Despite the positive movement in Reliance Power’s share price following the announcement, there is a broader context to consider. The stock had recently faced pressure due to trends observed post-bonus issue announcements, with ongoing concerns about the stock’s performance in the near term. A Mint poll reflected investor uncertainty about whether the downward pressure on Reliance’s shares would persist.
The transaction involving VIPL’s debt resolution was not categorized as a related party transaction. The lenders involved are independent entities, not affiliated with RPower’s promoter group or associated companies. This distinction clarifies that the debt settlement is part of standard financial restructuring and not a maneuver within a broader scheme of arrangement.
This transaction does not involve the sale, lease, or disposal of any of RPower’s other assets or undertakings, which reassures stakeholders about the scope and nature of the resolution.
As Reliance Power moves forward without VIPL as a subsidiary, the focus will likely shift to how the company will manage its remaining assets and strategic initiatives.

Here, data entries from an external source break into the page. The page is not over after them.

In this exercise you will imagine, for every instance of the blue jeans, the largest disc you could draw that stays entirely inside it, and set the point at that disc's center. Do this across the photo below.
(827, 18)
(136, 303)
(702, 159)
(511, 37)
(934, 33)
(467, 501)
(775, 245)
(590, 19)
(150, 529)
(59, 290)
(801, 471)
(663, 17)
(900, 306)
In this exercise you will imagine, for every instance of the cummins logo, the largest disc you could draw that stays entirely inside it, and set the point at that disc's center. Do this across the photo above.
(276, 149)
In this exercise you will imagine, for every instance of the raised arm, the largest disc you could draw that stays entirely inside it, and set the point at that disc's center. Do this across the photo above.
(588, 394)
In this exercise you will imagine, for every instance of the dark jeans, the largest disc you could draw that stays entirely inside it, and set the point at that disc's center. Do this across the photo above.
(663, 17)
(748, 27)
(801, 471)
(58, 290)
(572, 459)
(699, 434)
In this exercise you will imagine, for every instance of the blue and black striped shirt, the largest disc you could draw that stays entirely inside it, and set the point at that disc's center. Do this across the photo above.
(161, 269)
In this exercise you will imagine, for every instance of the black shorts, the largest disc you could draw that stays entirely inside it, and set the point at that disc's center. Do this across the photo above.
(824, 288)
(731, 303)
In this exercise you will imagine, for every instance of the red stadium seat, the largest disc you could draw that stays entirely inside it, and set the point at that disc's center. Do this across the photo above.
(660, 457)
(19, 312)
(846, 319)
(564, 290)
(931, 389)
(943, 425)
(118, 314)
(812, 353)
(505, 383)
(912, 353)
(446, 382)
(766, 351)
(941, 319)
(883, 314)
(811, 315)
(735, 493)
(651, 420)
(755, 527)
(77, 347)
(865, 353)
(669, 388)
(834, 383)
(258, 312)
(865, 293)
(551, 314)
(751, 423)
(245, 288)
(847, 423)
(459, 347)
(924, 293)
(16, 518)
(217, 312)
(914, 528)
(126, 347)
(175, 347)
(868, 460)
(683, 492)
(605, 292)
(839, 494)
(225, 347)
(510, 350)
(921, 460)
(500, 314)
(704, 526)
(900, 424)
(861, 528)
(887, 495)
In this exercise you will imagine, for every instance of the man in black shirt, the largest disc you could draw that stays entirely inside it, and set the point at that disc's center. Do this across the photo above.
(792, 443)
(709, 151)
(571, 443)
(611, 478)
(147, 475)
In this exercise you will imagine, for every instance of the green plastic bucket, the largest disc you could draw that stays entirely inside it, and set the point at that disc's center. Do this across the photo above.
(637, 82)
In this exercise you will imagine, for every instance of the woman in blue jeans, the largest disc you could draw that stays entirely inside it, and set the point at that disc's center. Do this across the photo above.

The settlement of this debt could be a positive signal for investors, indicating that the company is making headway in resolving financial challenges and refocusing its efforts on core operations and growth areas.
The settlement of VIPL’s debt represents a significant development for Reliance Power, potentially improving its financial health and simplifying its corporate structure. Investors and market watchers will be keenly observing how this change impacts Reliance Power’s future performance and whether it will contribute to a more stable and profitable trajectory for the company.